Coláiste Chonnacht, Tuar Mhic Éadaigh
In the early 1900’s Dr. Healy, Archbishop of Tuam, gave a house in Baile Ui Bhanáin to The Gaelic League to found Coláiste Chonnacht, an Irish Summer College. This college flourished from 1905 to 1950. Scholars came from all over Ireland and from many European Universities to learn Irish.
Among the scholars that attended Coláiste Chonnacht were Sinéad Flanagan, wife of Éamonn De Valera, Padraig Mac Piarais and his brother Willie, the Dillon brothers Myles and James, Thomas Clarke and many others.
The local people in Tourmakeady were delighted at the new arrivals. The local community also benefited as there was a demand for Irish speaking households to accommodate the students. As one student in an article in The Catholic Bulletin wrote “All the farmers in the neighbourhood open their hospitable doors to the students. The whole district becomes a kind of residential university.”
As far as teaching methods and standards were concerned Tourmakeady College was ahead of the time and brought language teachers and scholars from England, Europe and America. Coláiste Chonnacht was a working holiday camp. Conditions were somewhat primitive, but morale was high. Much of the Teaching was out of doors, on the shores of Lough Mask and the slopes of the Partry Mountains. The Seilig became a new word; it meant a working picnic at the waterfall.

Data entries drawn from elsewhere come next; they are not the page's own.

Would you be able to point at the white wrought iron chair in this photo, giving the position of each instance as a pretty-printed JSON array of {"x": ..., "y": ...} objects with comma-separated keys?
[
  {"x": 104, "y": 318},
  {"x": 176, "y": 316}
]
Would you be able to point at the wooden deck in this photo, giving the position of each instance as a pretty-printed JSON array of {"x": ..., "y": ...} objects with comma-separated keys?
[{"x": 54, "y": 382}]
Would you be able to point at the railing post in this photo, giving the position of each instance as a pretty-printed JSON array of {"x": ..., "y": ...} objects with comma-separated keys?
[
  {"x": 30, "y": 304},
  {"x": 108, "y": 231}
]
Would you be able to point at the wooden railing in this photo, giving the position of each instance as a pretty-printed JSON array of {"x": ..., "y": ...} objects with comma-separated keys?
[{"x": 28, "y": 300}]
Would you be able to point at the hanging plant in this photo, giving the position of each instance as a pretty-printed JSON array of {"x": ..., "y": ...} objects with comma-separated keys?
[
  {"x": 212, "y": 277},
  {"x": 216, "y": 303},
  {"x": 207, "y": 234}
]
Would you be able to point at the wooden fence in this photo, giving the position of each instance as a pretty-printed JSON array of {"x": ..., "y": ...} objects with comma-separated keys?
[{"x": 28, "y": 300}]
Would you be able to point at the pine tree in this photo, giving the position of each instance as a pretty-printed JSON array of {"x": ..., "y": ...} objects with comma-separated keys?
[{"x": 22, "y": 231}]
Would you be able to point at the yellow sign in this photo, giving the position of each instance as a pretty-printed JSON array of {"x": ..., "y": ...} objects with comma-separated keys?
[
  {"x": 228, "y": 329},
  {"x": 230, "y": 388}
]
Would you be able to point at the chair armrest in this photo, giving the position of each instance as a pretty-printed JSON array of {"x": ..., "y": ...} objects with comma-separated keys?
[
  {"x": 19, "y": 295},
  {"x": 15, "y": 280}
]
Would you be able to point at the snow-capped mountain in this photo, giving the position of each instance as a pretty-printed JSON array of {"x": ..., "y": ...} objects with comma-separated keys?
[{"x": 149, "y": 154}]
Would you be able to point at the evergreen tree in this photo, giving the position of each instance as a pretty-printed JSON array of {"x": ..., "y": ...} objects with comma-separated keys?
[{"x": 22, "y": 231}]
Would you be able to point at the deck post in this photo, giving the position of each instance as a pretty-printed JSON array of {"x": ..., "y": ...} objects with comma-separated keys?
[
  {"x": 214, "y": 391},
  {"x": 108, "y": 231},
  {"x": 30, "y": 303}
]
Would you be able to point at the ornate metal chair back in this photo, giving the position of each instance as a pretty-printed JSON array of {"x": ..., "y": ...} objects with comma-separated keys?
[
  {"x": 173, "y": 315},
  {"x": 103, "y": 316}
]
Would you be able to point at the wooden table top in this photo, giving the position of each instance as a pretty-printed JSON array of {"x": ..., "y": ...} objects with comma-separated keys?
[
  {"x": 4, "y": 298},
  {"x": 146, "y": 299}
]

The directors of the college had great praise for the Mná Tíghe, all fluent in Irish, who took part in céilís, concerts and dances in their houses. Everyone was a teacher and the students taught each other. That was how things were in Tourmakeady at the start of the twentieth century. Christened “Clíabhán Chonradh na Gaeilge” by Dr Douglas Hyde, later to be first President of Ireland.